Calvillo Y M, Alexander M
Department of Soil, Crop and Atmospheric Sciences, Cornell University, Ithaca, N.Y. 14853, USA.
Appl Microbiol Biotechnol. 1996 Apr;45(3):383-90. doi: 10.1007/s002530050700.
A microbial consortium mineralized biphenyl sorbed to polyacrylic beads faster than the slow rate at which much of the compound was desorbed. Pure cultures of bacteria isolated from the consortium mineralized biphenyl in solution but not the sorbed compound. However, combinations of two strains did degrade biphenyl. The consortium did not reduce the surface tension in media containing sorbed biphenyl or biphenyl in solution, and addition of synthetic and microbially produced surfactants to pure cultures did not result in utilization of sorbed biphenyl by isolates able to use the soluble molecule. Cells from the consortium that were attached to continuously washed beads degraded the substrate.
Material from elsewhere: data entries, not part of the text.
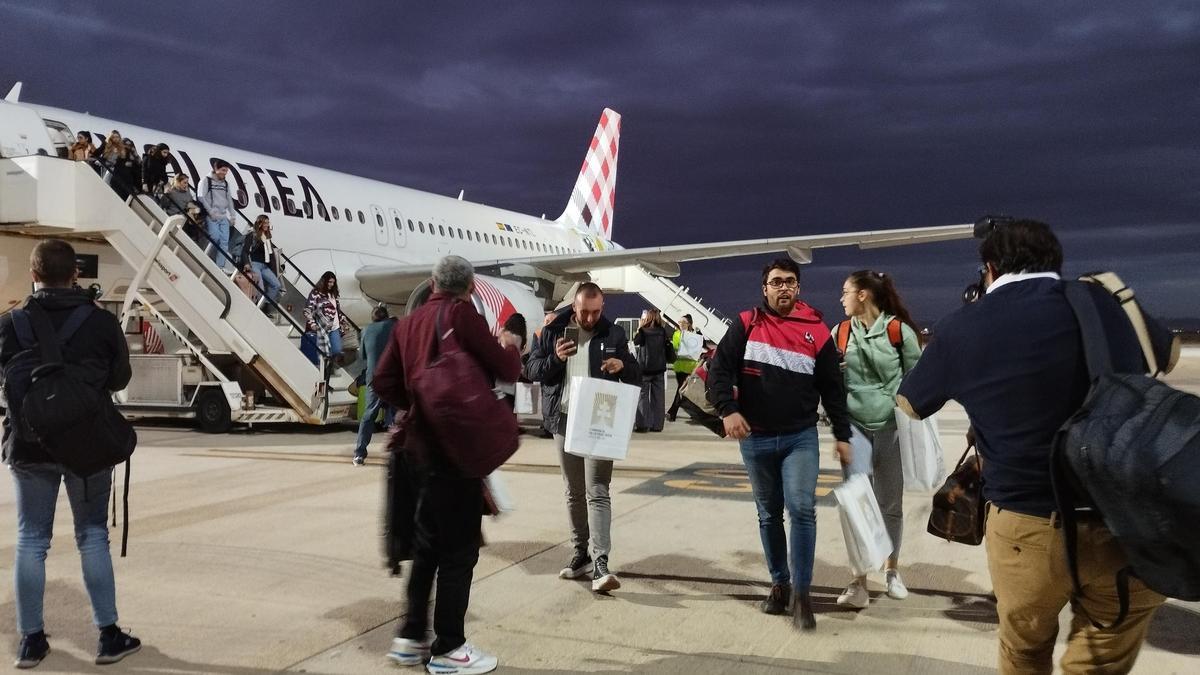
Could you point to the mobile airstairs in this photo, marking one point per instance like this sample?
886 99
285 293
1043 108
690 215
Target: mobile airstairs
227 360
671 299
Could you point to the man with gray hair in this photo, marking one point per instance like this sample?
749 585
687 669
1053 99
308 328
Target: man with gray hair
449 506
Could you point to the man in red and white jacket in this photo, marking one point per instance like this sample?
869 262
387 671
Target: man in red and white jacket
783 362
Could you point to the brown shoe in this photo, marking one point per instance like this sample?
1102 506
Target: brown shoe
777 601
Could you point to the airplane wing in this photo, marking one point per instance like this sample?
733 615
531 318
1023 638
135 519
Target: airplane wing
393 284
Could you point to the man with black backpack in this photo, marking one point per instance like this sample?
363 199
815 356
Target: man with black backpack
1015 360
94 354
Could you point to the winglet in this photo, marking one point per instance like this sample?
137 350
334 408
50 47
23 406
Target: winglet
595 189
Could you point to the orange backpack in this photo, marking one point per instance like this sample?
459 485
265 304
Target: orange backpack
894 335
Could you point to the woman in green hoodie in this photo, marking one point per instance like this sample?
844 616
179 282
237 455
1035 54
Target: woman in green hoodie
879 345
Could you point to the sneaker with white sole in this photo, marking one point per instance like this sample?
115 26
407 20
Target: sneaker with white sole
855 596
466 659
579 566
408 652
895 585
601 579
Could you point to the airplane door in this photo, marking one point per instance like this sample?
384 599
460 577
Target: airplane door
381 225
397 233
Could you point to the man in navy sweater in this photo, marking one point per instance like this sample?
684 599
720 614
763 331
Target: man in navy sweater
1014 359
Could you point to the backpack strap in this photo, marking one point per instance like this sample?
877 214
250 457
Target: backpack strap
1125 296
1096 351
843 338
1091 329
895 335
23 328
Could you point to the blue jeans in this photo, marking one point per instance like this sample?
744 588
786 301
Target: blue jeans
366 423
37 494
270 282
783 471
219 234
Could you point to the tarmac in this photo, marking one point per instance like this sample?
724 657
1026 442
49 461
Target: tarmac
261 551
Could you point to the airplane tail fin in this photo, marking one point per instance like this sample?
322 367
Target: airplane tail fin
595 189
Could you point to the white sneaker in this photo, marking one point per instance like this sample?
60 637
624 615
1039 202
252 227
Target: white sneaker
855 596
895 585
466 659
408 652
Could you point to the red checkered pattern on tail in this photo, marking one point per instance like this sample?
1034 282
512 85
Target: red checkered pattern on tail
499 305
150 341
595 189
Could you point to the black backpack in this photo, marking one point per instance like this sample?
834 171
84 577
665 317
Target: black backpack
1132 453
76 423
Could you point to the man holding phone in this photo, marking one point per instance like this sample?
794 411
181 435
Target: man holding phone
582 342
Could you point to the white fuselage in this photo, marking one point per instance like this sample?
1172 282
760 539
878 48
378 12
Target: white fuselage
327 220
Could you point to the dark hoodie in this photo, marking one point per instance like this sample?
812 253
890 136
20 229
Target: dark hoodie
783 368
97 352
607 341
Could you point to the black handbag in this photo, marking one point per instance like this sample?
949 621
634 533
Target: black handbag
960 512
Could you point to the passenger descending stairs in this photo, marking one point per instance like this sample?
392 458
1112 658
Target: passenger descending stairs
181 285
671 299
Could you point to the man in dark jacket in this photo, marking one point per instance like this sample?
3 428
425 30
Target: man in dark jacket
449 506
783 362
371 346
99 356
600 351
1014 359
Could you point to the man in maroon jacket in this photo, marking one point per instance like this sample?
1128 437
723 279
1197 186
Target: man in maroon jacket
449 506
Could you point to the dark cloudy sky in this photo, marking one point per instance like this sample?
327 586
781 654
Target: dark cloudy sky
741 120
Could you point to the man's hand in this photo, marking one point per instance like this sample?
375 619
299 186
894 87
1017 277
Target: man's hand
564 348
736 426
843 453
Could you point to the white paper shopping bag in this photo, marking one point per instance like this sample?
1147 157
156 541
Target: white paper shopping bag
600 418
921 453
868 543
527 399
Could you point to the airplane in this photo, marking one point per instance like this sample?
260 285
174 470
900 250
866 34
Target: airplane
382 239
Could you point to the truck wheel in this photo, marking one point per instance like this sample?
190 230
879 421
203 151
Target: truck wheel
213 411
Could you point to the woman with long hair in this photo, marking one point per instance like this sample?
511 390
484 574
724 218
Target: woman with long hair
323 318
879 346
654 352
83 148
259 255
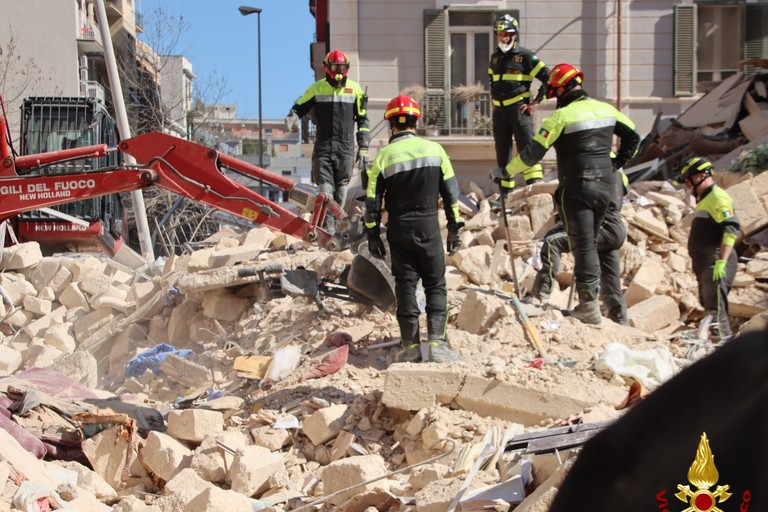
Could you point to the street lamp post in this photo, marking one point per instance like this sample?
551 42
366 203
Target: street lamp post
245 11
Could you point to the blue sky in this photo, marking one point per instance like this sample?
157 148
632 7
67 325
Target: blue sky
221 42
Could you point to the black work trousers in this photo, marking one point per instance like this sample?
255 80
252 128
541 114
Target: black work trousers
331 170
714 295
417 253
610 238
583 205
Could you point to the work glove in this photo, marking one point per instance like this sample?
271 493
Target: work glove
718 273
453 241
292 122
375 243
500 176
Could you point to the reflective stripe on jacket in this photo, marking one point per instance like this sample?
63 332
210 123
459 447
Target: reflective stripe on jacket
715 218
411 173
582 133
337 109
511 74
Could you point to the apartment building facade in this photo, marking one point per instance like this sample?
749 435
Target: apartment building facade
644 56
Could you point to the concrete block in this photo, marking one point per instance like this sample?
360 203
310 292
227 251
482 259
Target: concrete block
647 220
124 346
40 355
164 455
664 200
23 255
178 323
94 283
47 293
187 373
324 424
10 360
749 209
647 278
89 480
194 424
198 260
481 219
475 263
50 272
351 471
82 265
36 327
234 255
252 468
222 305
259 238
210 461
72 297
270 438
91 322
142 292
527 404
61 337
214 499
106 451
519 228
181 489
437 496
653 313
413 387
479 311
36 305
19 319
16 287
We suggest that bacteria may act on sorbed compounds without the necessity of an initial desorption and that the mechanism may involve cells attached to the particles rather than the excretion of a surfactant.
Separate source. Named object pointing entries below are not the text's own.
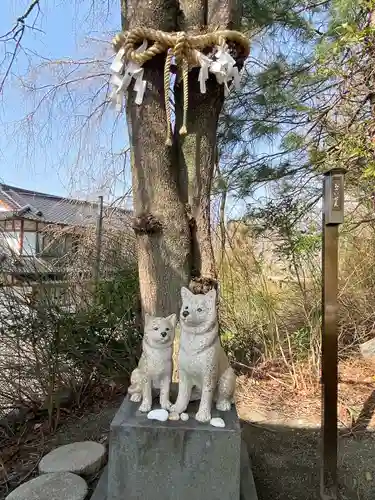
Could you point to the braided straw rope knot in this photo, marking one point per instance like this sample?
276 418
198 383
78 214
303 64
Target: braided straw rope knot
188 51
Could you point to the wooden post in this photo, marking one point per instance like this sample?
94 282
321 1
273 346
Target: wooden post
99 231
333 215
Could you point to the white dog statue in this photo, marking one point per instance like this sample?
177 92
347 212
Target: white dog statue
154 370
203 363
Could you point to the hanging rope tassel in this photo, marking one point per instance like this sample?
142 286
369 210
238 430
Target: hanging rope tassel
188 50
185 83
167 83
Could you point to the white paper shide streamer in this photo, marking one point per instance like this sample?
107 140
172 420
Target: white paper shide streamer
122 76
222 65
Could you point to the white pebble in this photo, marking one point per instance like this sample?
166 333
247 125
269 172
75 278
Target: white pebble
217 422
161 415
174 416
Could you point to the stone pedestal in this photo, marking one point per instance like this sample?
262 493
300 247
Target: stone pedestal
174 460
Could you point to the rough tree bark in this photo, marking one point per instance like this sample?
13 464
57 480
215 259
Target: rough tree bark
163 235
174 241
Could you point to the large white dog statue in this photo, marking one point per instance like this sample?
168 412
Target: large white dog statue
154 369
203 363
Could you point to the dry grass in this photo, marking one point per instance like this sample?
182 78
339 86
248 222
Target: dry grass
272 397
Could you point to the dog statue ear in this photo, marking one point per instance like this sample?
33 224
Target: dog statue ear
211 294
185 293
172 319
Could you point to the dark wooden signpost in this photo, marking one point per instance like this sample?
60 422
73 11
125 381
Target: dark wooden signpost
333 216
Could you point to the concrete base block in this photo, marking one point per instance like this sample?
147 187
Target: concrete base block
247 484
175 460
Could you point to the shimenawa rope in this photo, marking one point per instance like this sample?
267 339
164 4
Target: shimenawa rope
184 47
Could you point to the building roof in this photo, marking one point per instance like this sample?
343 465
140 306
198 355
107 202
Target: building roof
51 209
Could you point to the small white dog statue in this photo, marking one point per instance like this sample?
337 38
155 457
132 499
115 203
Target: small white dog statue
203 363
154 370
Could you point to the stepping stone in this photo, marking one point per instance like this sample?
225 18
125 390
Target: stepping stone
83 458
58 486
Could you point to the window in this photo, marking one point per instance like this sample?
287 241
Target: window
29 246
52 246
12 242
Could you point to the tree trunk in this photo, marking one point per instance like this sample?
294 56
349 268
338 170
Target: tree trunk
173 243
162 229
198 148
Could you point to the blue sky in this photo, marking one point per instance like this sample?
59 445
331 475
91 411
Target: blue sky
45 143
37 150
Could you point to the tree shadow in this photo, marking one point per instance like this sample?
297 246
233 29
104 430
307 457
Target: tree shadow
286 462
366 414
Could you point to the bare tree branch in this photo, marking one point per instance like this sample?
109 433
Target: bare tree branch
15 35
一个微生物群落矿化吸附在聚丙烯酸珠上的联苯的速度,比该化合物大部分被解吸的缓慢速度要快。从该群落中分离出的纯细菌培养物能矿化溶液中的联苯,但不能矿化吸附的化合物。然而,两种菌株的组合确实能降解联苯。该群落不会降低含有吸附联苯或溶液中联苯的培养基的表面张力,并且向纯培养物中添加合成和微生物产生的表面活性剂,并不会使能够利用可溶性分子的分离菌株利用吸附的联苯。附着在持续洗涤的珠子上的群落细胞降解了底物。我们认为,细菌可能无需初始解吸就能作用于吸附的化合物,并且该机制可能涉及附着在颗粒上的细胞,而非表面活性剂的分泌。